Momentum distribution of a homogeneous gas at $t=1000$. (a) FWHM according to the classical field theory (dashed line), ideal Bose gas theory (solid line), Maxwell-Boltzmann prediction (dash-dotted line), and QMC calculations (stars). The arrows show the interaction parameter at the quasicondensation crossover (${\gamma }_{co}=t^{-2/3}$) and at the degeneracy crossover (${\gamma }_d=t^{-1/2}$). (b) Momentum distribution in log scale for three different value of $\gamma$. Shown are QMC results (solid lines), classical field predictions (dashed lines), and ideal Bose gas prediction (dotted lines). Error bars, shown for a single point on the side of the profile, correspond to one standard deviation of the QMC calculation.

Figure 3

(a) Wire configuration: currents $I_1$, $I_2$, $I_3$, and $I_4$ realize the longitudinal trapping potential of frequency $f_z$. The transverse confinement of frequency $f_{\perp }$ is ensured by the three wires carrying a current modulated at 200 kHz. (b),(c) Focusing sequences. The focusing potential, harmonic to order 5 in $z$, is applied during $t_{\mathrm{kick}}$ before the longitudinal potential is turned off. After a free evolution during the focusing time $\tau$, an absorption image is taken. Without guiding, see (b), the transverse confinement is removed during the whole focusing time, though a 1 ms ramp down to $f_{\perp }=700$ Hz is carried out to decrease the transverse expansion. In the presence of guiding, see (c), $f_{\perp }$ is kept at 700 Hz for a time $t_g$, during which the cloud does not fall. Numerical values in (b) and (c) correspond to data of Figs. 5 and 4, respectively.

Figure 4

Momentum distribution of a gas of about 7000 atoms at thermal equilibrium, in a $7.5$ Hz longitudinal trap, and $4.6$ kHz transverse trap. The solid distribution is obtained without guiding and with a free fall of $24.7$ ms. The circles are the momentum distribution of the same sample, but with a guiding time of $20.6$ ms followed by a free fall of $22.7$ ms.

Figure 5

Data for atoms confined in a harmonic trap of transverse oscillation frequency of (a) 6.4 kHz and (b) 2.1 kHz, and a longitudinal oscillation frequency of (a) 8.3 Hz and (b) 7.6 Hz. The pixel size, in the object plane, for in situ data is $\Delta =2.7\mu$m. (1),(2) Momentum distribution in linear and log scales. QMC fits are shown in solid lines, yielding (a) $T=72$ nK and (b) $T=84$ nK. The dashed line in (a,1) is the prediction using the LDA and the Lorentzian momentum distribution in the quasicondensate limit.
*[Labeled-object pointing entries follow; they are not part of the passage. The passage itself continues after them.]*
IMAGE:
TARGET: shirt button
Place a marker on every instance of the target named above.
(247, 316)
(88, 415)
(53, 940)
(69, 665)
In (2), the dashed-dotted lines give the $1/p^2$ behavior, while the momentum associated with the healing length $\xi =\hslash /\sqrt{m\rho g}$ indicates that sample (a) is more in the quasicondensate, with $\Delta p\ll \hslash /\xi$, and sample (b) is more in the ideal Bose gas, with $\Delta p\gg \hslash /\xi$. In addition, the dotted lines indicate the contribution from the transverse excited states, which is insignificant for data (a) and hence neglected in our analysis. (3) In situ density fluctuations, with Yang-Yang prediction in solid lines, evaluated at the above-mentioned temperatures. The gray dashed and dotted lines show Yang-Yang predictions with 30$\%$ temperature deviations. The dash-dotted lines indicate the Poissonian fluctuation level. (4) In situ profile, with the QMC profile in dashed lines. The dotted lines again show the contribution from transverse excited states. We also plot in solid lines the density profile fitted with Yang-Yang calculation, which yields (a) $T=111$ nK and (b) $T=76$ nK.